Nothing at all is known of either the patron or scribe of the Prato Haggadah, and little is known of its whereabouts from the time it was produced in Spain, around 1300, until the time it was acquired by the JTS Library in l964.
While the haggadah's text is written in accordance with the Spanish rite, at some point additional text, which included liturgical poems of the Ashkenazic rite, was added, most likely in Italy.
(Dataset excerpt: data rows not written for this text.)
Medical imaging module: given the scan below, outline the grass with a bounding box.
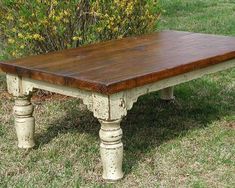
[157,0,235,36]
[0,0,235,187]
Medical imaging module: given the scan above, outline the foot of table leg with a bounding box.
[159,87,175,101]
[99,119,124,181]
[13,96,35,149]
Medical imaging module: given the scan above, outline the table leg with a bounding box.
[159,87,175,100]
[99,119,124,181]
[13,96,35,148]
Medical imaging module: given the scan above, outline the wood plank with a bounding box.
[0,30,235,94]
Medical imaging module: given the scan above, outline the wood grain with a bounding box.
[0,30,235,94]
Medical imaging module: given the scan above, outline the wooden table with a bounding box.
[0,31,235,181]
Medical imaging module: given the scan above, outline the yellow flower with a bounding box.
[64,10,69,16]
[72,36,82,41]
[18,33,24,38]
[113,27,119,32]
[33,34,41,39]
[12,51,17,56]
[55,16,62,22]
[6,15,13,21]
[49,9,55,18]
[32,34,44,41]
[8,38,15,44]
[52,26,57,31]
[97,27,103,32]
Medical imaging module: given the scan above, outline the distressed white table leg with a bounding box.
[159,87,175,100]
[13,96,35,148]
[99,119,124,181]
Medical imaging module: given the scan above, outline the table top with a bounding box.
[0,30,235,94]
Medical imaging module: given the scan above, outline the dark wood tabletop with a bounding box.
[0,30,235,94]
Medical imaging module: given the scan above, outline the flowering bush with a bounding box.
[0,0,161,58]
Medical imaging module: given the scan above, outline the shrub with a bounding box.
[0,0,161,58]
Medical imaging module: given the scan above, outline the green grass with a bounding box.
[0,0,235,187]
[158,0,235,36]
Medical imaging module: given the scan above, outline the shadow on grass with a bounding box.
[35,76,235,176]
[34,106,100,149]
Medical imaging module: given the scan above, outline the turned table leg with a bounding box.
[99,119,124,181]
[159,87,175,100]
[13,96,35,149]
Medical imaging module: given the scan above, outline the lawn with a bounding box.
[0,0,235,187]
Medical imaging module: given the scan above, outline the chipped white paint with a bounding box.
[109,93,128,120]
[99,119,124,180]
[21,77,94,111]
[14,96,35,148]
[92,93,109,120]
[6,75,35,148]
[159,87,174,100]
[6,74,22,96]
[5,59,235,180]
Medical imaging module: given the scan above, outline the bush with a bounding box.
[0,0,161,58]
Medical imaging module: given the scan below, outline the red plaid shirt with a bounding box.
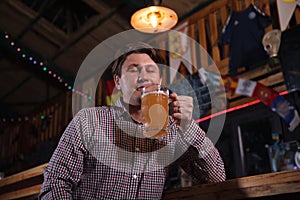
[40,100,225,199]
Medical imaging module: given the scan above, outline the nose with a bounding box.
[137,68,148,83]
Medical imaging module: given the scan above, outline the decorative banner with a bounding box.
[276,0,300,31]
[235,79,257,97]
[222,75,300,131]
[221,76,239,96]
[105,79,121,106]
[169,22,193,82]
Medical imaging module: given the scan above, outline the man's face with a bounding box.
[114,53,162,105]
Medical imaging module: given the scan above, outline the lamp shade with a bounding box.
[130,6,178,33]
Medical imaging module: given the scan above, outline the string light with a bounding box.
[0,31,93,109]
[0,114,49,124]
[2,32,72,88]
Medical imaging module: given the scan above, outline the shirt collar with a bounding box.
[113,97,131,119]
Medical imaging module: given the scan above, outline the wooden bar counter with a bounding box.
[163,169,300,200]
[1,164,300,199]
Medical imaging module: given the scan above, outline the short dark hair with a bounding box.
[111,42,166,77]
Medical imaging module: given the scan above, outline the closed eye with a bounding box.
[145,65,158,73]
[127,65,139,73]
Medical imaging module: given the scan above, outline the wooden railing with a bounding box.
[0,163,47,200]
[172,0,274,75]
[0,92,72,176]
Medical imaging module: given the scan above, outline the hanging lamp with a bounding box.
[130,0,178,33]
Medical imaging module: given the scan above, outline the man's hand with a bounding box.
[169,92,193,130]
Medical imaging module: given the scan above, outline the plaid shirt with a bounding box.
[40,100,225,199]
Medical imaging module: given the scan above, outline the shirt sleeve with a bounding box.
[175,120,226,183]
[39,110,87,199]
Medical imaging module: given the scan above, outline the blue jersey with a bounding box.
[218,4,272,75]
A 1617 signature of an Italian church censor, Giovanni Domenico Carretto is proof that the manuscript actually was in Italy at the beginning of the seventeenth century.
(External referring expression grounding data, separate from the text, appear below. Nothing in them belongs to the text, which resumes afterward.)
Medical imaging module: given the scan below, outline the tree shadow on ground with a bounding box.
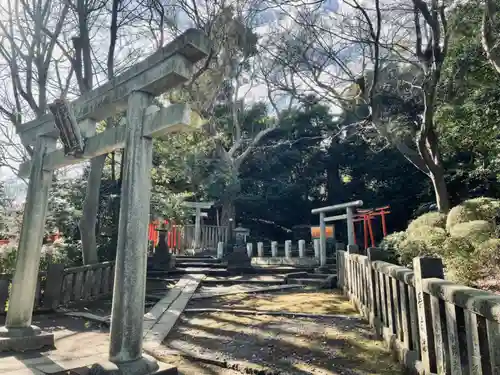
[164,309,402,375]
[188,289,358,316]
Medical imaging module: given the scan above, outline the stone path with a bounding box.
[0,273,207,375]
[0,314,110,374]
[143,274,205,351]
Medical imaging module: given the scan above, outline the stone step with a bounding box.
[252,266,317,275]
[202,278,286,286]
[173,268,229,276]
[175,257,220,263]
[175,261,226,268]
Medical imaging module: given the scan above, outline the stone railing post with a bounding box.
[413,256,444,375]
[366,248,385,331]
[335,243,345,289]
[257,242,264,257]
[217,242,224,259]
[298,240,305,258]
[313,239,320,259]
[271,241,278,257]
[43,263,65,310]
[284,240,292,258]
[346,245,359,296]
[246,243,253,258]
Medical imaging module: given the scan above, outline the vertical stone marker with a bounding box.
[246,243,253,258]
[257,242,264,257]
[217,242,224,259]
[313,239,320,259]
[298,239,305,258]
[284,240,292,258]
[271,241,278,257]
[1,28,212,375]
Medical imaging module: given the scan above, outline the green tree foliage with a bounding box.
[437,0,500,201]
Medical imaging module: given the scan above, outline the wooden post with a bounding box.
[43,263,65,310]
[413,256,444,375]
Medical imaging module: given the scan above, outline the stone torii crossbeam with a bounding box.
[0,29,211,375]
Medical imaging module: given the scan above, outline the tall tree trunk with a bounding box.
[77,0,120,264]
[429,166,450,213]
[79,155,106,263]
[220,197,236,226]
[220,195,236,241]
[326,161,344,204]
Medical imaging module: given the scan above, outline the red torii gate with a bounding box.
[352,206,391,249]
[148,219,180,248]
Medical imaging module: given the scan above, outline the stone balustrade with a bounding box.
[216,240,341,268]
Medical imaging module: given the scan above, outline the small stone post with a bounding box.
[0,137,56,350]
[257,242,264,257]
[284,240,292,258]
[271,241,278,257]
[298,240,306,258]
[217,242,224,259]
[413,257,444,375]
[108,91,158,372]
[313,239,320,259]
[246,243,253,258]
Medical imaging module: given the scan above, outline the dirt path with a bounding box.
[158,290,403,375]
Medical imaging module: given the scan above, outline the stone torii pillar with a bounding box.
[182,201,213,251]
[0,29,211,375]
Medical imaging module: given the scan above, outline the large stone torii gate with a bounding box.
[0,29,211,374]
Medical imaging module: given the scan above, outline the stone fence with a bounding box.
[217,239,340,268]
[338,247,500,375]
[0,261,115,313]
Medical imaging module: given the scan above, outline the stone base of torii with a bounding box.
[0,29,211,375]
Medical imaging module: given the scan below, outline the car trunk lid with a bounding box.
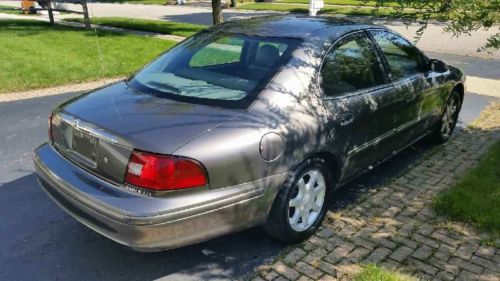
[51,81,244,184]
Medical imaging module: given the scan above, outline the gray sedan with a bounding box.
[34,15,465,251]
Nothing further is known of the haggadah's history until 1928, when it was in the possession of Dr. Ludwig Pollak, a native of Prague living in Rome. A distinguished humanist and collector of classical art, literary manuscripts, books and Judaica, Dr. Pollak promised the haggadah to his friend Rabbi David Prato, Chief Rabbi of Rome. After disagreements with the Fascist authorities in the late 1930s, Rabbi Prato moved to Palestine. Dr. Pollak, his wife and son, along with other members of the Jewish community of Rome, were deported to Auschwitz, where they perished.

After
the war, Rabbi Prato was recalled to his previous position in
Rome and served the community until his death in 1951. Shortly
after the Rabbi's demise, his only son Jeonathan, an Israeli diplomat
en route to his post in Buenos Aires, was visited by the sister-in-law
of Dr. Pollak in Rome. Knowing of Dr. Pollak's intention to donate
the manuscript to the rabbi, she fulfilled the promise and gave
the haggadah to the rabbi's only surviving heir. The Prato
Haggadah was purchased by the JTS Library in 1964.